System Identification with Limited Observations and without Input

Abstract

A time domain system identification technique is proposed to estimate the stiffness and damping parameters, at the element level, of a structure excited by unknown or unmeasured input forces. The unknown input forces could be of any type, including seismic loading. The unique feature of this technique is that it does not require response measurements at all dynamic degrees of freedom of the structure. This new procedure is a combination of an iterative least-squares procedure with unknown input excitations (ILS-UI) proposed earlier by the writers, and the extended Kalman filter method with a weighted global iteration (KF-WGI).
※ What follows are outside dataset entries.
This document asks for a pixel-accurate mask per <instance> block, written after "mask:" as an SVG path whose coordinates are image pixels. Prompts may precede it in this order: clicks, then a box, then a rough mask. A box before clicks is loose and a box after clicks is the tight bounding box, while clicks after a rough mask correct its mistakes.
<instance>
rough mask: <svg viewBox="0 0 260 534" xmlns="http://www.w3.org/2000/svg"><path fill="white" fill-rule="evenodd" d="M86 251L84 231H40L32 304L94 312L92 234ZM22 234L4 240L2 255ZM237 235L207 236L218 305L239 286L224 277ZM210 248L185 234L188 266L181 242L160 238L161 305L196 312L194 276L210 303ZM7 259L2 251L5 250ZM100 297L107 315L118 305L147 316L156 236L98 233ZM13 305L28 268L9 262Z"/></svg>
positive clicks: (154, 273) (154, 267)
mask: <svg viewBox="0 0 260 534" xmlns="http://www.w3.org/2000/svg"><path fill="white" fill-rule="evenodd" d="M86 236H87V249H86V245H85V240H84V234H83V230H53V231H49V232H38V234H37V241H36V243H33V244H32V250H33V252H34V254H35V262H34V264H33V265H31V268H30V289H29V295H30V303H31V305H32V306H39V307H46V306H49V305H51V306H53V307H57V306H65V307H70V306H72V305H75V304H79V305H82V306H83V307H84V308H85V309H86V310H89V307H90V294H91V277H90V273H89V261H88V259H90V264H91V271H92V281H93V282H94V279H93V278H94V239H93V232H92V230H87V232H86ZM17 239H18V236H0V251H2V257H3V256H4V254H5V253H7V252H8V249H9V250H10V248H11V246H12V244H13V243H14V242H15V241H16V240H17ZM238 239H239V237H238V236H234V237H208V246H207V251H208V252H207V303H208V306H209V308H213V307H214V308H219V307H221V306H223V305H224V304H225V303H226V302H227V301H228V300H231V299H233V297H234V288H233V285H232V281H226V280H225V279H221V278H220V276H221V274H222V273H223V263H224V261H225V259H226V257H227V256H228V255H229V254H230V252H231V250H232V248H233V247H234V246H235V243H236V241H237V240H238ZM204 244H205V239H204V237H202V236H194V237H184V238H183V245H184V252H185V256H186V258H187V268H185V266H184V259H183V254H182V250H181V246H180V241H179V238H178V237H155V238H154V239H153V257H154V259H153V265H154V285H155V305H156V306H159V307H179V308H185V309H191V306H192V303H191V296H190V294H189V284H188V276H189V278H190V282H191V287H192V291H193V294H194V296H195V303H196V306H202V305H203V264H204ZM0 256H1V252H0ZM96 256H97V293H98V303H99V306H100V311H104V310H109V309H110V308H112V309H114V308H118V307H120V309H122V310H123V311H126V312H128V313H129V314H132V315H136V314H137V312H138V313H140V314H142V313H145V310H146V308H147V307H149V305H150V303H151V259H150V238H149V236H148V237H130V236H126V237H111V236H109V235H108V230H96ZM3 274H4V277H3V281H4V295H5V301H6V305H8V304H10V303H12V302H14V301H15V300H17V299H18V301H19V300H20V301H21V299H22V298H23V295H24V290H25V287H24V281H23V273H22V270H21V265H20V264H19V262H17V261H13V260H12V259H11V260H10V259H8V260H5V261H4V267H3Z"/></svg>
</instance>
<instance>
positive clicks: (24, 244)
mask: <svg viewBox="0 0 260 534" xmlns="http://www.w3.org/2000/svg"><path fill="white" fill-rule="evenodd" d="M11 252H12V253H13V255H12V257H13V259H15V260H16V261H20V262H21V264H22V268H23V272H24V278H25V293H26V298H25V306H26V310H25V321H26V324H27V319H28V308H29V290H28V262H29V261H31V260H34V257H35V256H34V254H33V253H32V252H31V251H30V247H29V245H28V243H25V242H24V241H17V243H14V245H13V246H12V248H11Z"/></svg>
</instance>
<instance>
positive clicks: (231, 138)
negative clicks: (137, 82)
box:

The new procedure is denoted by the writers as ILS-EKF-UI. The uncertainty in the output responses is considered, and its effect on the accuracy of the identified parameters is analyzed. The efficiency, accuracy, and robustness of the proposed algorithm are illustrated by numerical examples. The accuracy of the proposed ILS-EKF-IU procedure is of the same order as that of ILS-UI; however, it requires a longer response measurement. This is expected, since ILS-EKF-UI identifies a structure using less information than the ILS-UI does. However, the efficiency of the new algorithm can be improved by considering a shorter duration of response measurements for the ILS-UI procedure and a longer duration for the KF-WGI without compromising the accuracy of the identified parameters.